И началась спешная работа. Для того чтобы стать вторыми, нам надо было освободиться от троса, связывающего наши баржи с буксиром, передать рыжему шкиперу свой трос и закрепить его на обеих баржах.
— Поторапливайтесь! — время от времени передавали с буксира.
Там, видимо, чувствовали себя плохо. Маленький в сравнении с баржами, неглубоко сидящий буксир особенно страдал от качки. Некоторые волны почти начисто обнажали его днище, и он едва не опрокидывался на них. Мачты его описывали огромные полукруги в воздухе. А у нас случилась заминка. Конец троса, захлестнутый вокруг стальной серьги, не проходил в другую серьгу, побольше, не проходил всего лишь на какой-то сантиметр.
Иван Игнатьевич схватил молот, приказал матросу: «Держи!» — а сам с размаху ударил по серьге. Несколько раз ударил. Попробовал — не лезет. Тогда он быстро окинул взглядом нас, стоявших наготове вокруг него, и кивнул мне, указывая на молот:
— А ну-ка ты, здоровый, бей.
Он взялся за серьгу у самого основания — гибкий трос вырывался из рук — и положил ее на кнехт. Я неуверенно взмахнул молотом. Мне мешали руки Ивана Игнатьевича, и удар получился слабым.
— Бей! — свирепо закричал шкипер. — Как следует бей!

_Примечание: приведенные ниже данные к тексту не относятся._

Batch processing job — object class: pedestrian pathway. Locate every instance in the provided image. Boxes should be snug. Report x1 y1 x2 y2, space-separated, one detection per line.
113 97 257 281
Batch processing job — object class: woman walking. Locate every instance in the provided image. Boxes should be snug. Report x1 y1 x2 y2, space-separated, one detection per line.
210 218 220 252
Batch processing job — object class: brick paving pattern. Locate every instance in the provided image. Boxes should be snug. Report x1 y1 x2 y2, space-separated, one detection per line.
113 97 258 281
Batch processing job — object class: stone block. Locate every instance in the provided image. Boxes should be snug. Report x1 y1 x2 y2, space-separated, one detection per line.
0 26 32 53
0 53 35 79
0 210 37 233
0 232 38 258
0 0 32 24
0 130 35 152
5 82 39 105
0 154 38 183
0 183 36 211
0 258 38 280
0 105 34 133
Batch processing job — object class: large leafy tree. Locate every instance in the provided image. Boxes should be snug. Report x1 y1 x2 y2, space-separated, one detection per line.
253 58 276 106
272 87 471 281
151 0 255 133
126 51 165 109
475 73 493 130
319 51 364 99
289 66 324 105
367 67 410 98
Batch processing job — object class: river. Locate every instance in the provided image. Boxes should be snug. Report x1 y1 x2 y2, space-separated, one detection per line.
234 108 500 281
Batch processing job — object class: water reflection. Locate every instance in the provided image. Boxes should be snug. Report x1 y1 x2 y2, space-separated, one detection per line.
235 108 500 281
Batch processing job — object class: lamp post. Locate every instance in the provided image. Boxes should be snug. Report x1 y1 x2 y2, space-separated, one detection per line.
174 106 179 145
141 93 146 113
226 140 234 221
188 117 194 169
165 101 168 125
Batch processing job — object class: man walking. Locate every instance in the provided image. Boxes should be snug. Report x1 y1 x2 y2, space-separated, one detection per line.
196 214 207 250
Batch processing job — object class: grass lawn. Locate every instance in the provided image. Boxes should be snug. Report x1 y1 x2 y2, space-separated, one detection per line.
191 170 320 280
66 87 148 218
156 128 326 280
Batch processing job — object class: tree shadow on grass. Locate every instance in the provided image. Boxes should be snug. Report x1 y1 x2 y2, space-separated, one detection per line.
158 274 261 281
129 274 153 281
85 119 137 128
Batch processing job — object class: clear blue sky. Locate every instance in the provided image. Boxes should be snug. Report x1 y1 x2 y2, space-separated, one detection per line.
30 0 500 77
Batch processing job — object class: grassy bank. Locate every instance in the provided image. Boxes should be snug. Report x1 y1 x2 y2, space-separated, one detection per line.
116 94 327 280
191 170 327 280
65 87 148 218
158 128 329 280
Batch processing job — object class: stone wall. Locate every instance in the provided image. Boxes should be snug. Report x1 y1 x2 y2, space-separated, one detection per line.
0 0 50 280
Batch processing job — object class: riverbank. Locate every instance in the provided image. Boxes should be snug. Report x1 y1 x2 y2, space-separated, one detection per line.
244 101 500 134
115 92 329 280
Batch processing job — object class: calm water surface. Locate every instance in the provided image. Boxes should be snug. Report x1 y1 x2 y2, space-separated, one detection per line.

Я размахнулся еще раз, но в самый последний момент опять увидел руки Ивана Игнатьевича и отвел молот в сторону. Он скользнул по серьге и со звоном лязгнул о тумбу.
— Дурак! — заревел Иван Игнатьевич. — Бей, говорят! Людей утопим.
И я ударил. Потом еще и еще. Молот шел все свободнее, и каждый раз я все явственнее ощущал, как поддавалась серьга.
— Довольно, — наконец скомандовал Иван Игнатьевич.
Потом я вместе со всеми тянул трос, выхаживал якорь, но так и не мог отделаться от дрожи в коленях. Уже после того, как мы тронулись, я с ужасом спросил у Петьки:
— А что, если бы я ему по руке попал?
Петька сплюнул:
— А ему все равно. Ограниченные люди страха не знают. Ты вон как вспотел, а он даже не встряхнулся.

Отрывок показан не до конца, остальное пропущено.